BIMATA.ID, Makassar – Inflasi Sulsel pada Maret 2022 tercatat mencapai 2,49 persen (yoy). Secara bulanan, inflasi sebesar 0,54 persen (mtm) lebih tinggi dari bulan sebelumnya yang deflasi -0,04 persen.
Deputi Bank Indonesia (BI) Sulsel, Fadjar Majardi mengatakan, secara tahun kalender, inflasi Sulsel tercatat sebesar 1,07 persen. Sementara itu, dari 5 kota IHK (Bulukumba, Makassar, Palopo, Pare-pare, dan Watampone) semuanya inflasi.
“Inflasi bulanan tertinggi dialami oleh Kabupaten Watampone sebesar 1,11 persen (mtm), sedangkan inflasi bulanan terendah dialami oleh Kota Palopo yaitu sebesar 0,45 persen,” kata Fadjar dalam keterangan resmi, Minggu (3/4/2022).
Fadjar mengatakan, inflasi bulanan di Sulsel utamanya disumbang oleh kelompok makanan, minuman, dan tembakau, perawatan pribadi dan jasa lainnya, dan perlengkapan, peralatan, dan pemeliharaan rutin rumah tangga dengan inflasi masing-masing sebesar 1,10 persen, 0,86 persen, dan 0,77 persen (mtm).
Inflasi kelompok makanan, minuman, dan tembakau memiliki andil sebesar 0,33 persen yang utamanya dipengaruhi oleh naiknya harga cabai rawit, bawang merah, dan cabai merah.
“Hal ini dipengaruhi pula oleh berkurangnya pasokan cabai rawit dan cabai merah. Di sisi lain, inflasi kelompok makanan yang lebih tinggi tertahan oleh turunnya harga ikan kembung, ikan teri, ikan cakalang, ikan merah, dan kol putih,” katanya.

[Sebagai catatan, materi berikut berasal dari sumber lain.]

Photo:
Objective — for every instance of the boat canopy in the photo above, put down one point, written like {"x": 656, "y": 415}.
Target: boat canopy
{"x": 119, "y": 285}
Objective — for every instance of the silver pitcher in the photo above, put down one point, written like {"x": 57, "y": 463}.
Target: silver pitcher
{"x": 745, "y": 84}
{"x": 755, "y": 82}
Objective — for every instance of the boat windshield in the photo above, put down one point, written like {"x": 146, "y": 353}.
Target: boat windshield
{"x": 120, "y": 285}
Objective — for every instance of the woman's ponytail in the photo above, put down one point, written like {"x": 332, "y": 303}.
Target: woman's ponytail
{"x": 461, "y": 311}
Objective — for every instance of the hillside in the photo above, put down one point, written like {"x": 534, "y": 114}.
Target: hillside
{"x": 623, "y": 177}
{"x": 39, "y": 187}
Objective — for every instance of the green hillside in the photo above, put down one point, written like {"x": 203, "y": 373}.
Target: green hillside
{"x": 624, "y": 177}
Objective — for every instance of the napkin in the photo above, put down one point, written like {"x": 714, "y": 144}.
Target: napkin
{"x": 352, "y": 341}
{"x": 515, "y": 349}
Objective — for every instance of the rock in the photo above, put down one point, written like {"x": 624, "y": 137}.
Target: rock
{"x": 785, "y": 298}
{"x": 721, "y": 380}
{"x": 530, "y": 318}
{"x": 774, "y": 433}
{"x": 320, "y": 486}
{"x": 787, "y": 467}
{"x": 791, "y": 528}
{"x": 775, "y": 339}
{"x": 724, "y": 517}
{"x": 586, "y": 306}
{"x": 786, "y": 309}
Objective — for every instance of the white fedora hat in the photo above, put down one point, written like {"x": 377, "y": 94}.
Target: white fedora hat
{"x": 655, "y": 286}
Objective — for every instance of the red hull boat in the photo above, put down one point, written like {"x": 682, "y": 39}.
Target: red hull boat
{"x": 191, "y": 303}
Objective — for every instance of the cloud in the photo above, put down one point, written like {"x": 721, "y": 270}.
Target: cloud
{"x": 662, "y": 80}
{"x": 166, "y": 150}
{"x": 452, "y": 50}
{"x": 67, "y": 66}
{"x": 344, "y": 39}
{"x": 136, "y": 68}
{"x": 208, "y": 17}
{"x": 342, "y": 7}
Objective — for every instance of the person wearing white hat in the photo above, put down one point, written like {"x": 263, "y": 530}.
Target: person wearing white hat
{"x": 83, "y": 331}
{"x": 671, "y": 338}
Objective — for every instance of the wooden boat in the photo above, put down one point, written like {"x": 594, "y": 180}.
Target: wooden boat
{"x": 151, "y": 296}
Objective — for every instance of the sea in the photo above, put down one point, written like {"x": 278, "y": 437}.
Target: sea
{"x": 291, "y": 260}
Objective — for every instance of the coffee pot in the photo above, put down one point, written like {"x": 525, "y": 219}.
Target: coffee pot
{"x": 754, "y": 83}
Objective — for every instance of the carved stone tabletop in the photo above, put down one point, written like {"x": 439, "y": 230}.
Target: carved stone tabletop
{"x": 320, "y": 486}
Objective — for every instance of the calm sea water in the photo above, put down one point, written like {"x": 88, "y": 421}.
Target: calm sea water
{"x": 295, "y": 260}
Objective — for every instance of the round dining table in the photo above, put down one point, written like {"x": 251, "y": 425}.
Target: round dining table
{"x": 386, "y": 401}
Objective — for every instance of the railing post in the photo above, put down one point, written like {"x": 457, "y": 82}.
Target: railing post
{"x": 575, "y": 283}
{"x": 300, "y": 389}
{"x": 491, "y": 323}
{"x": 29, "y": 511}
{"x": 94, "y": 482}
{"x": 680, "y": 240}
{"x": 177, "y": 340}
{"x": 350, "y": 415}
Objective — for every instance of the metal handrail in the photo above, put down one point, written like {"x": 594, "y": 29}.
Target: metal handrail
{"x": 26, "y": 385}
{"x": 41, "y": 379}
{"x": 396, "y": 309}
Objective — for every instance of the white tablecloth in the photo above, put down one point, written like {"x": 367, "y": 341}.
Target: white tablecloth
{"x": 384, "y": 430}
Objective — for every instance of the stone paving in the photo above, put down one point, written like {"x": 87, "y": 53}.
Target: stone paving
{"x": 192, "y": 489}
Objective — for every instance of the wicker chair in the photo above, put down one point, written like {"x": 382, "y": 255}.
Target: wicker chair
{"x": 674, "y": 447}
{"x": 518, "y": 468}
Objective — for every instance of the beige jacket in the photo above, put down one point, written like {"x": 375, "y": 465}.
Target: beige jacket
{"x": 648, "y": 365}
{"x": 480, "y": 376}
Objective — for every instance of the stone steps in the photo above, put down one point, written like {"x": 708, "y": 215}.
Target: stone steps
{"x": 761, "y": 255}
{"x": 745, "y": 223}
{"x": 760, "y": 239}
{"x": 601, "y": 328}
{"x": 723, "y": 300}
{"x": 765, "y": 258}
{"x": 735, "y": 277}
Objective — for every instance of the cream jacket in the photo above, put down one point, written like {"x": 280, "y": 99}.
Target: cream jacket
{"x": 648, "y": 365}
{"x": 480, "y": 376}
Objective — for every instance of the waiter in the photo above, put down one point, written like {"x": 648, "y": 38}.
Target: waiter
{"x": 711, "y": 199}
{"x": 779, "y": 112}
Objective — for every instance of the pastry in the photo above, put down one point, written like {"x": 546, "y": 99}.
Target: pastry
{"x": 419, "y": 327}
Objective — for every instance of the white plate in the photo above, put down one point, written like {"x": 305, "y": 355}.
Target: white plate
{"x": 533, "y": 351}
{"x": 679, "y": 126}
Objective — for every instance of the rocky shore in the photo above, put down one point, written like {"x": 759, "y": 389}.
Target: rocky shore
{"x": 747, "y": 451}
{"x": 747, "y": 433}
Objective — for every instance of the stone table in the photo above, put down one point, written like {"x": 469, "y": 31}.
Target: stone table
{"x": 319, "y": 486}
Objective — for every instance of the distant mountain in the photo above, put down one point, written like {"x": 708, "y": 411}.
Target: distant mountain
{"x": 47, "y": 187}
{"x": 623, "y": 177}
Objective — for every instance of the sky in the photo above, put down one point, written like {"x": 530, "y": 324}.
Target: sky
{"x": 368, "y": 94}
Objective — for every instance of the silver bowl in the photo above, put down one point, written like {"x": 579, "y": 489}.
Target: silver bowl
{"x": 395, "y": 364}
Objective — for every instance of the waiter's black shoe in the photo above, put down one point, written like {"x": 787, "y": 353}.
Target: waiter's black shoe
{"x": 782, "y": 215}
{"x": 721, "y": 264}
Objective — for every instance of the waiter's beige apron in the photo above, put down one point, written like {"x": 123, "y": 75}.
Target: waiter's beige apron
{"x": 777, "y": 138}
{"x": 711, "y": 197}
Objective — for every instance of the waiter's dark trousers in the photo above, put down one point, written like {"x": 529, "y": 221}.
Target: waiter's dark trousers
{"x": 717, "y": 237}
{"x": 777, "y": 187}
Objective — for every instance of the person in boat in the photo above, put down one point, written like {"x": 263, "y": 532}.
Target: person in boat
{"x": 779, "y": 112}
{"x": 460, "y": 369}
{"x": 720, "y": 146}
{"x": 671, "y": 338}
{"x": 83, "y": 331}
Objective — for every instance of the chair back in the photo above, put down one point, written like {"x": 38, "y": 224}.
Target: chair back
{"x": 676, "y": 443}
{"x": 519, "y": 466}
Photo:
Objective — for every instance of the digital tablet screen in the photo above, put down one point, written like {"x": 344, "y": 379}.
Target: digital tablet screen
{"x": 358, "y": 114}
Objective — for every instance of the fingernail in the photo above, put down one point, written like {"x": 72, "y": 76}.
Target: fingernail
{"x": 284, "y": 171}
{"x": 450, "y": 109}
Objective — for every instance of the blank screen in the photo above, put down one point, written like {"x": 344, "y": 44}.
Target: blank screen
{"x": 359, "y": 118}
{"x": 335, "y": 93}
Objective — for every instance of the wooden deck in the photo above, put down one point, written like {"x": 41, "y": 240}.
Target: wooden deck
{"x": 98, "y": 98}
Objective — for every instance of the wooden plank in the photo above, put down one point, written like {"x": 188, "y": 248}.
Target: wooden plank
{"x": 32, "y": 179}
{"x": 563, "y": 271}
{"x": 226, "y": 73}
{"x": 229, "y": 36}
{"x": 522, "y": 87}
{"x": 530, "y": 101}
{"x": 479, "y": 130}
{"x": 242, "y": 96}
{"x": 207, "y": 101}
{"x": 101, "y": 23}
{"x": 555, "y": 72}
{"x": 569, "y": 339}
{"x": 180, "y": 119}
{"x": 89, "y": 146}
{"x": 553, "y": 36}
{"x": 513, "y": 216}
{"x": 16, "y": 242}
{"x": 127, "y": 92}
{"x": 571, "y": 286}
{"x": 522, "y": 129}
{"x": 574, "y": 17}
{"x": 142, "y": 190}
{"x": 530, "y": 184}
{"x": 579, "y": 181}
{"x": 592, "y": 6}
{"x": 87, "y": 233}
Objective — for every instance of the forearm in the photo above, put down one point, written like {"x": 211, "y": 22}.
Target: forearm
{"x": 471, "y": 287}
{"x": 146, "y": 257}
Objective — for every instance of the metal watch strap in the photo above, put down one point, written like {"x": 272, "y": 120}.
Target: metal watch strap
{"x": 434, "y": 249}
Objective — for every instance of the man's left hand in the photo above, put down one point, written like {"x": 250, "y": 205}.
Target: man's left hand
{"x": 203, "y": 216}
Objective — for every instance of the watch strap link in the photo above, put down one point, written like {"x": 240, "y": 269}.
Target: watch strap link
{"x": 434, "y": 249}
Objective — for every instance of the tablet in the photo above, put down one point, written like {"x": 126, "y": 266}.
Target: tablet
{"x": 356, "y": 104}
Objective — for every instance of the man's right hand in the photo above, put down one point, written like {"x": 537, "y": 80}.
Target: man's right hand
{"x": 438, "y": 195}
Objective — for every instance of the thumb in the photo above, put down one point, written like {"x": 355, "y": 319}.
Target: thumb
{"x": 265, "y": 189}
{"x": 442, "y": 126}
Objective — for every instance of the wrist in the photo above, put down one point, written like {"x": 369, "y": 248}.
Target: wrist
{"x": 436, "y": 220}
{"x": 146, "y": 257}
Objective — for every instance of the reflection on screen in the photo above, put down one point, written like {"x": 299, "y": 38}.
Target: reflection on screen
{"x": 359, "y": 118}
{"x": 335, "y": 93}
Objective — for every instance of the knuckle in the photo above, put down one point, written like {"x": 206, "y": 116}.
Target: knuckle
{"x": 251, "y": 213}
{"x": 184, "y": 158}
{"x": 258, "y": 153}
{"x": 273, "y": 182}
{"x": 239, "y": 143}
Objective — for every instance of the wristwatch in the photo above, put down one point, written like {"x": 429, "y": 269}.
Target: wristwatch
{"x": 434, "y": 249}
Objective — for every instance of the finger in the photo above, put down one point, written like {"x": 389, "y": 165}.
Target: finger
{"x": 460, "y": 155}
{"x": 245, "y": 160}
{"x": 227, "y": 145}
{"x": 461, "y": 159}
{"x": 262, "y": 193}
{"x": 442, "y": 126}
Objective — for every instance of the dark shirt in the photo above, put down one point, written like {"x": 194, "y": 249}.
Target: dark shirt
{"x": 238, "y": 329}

Sementara, menjelang periode Ramadan dan Idul Fitri, Tim Pengendali Inflasi Daerah (TPID) Sulsel menjaga kestabilan harga-harga komoditas, utamanya bahan pangan strategis. TPID bersinergi menjalankan strategi 4K (Ketersediaan Pasokan, Kelancaran Distribusi, Keterjangkauan Harga, dan Komunikasi Efektif).
Sinergi yang dimaksud termasuk melalui penguatan kerja sama perdagangan antar daerah wilayah Sulampua, pelaksanaan operasi pasar untuk komoditas pangan strategis, pemantauan harga dan stok pasokan bekerjasama dengan Satgas Pangan, dan penyampaian himbauan kepada masyarakat untuk bijak berbelanja khususnya selama periode puasa dan jelang Lebaran.
“Proses pemulihan ekonomi yang terus berlangsung di Sulsel, diprakirakan akan turut memberikan tekanan inflasi. Selain itu, faktor lain yang juga perlu diwaspadai adalah risiko tekanan harga yang berasal dari imported inflation sebagai dampak terganggunya supply chain global akibat kondisi geopolitik di wilayah Eropa. Namun demikian, di tengah situasi konflik Rusia dan Ukraina, harga bahan pangan di Sulsel diprakirakan tetap terkendali seiring upaya pengendalian inflasi oleh TPID Sulsel,” pungkasnya.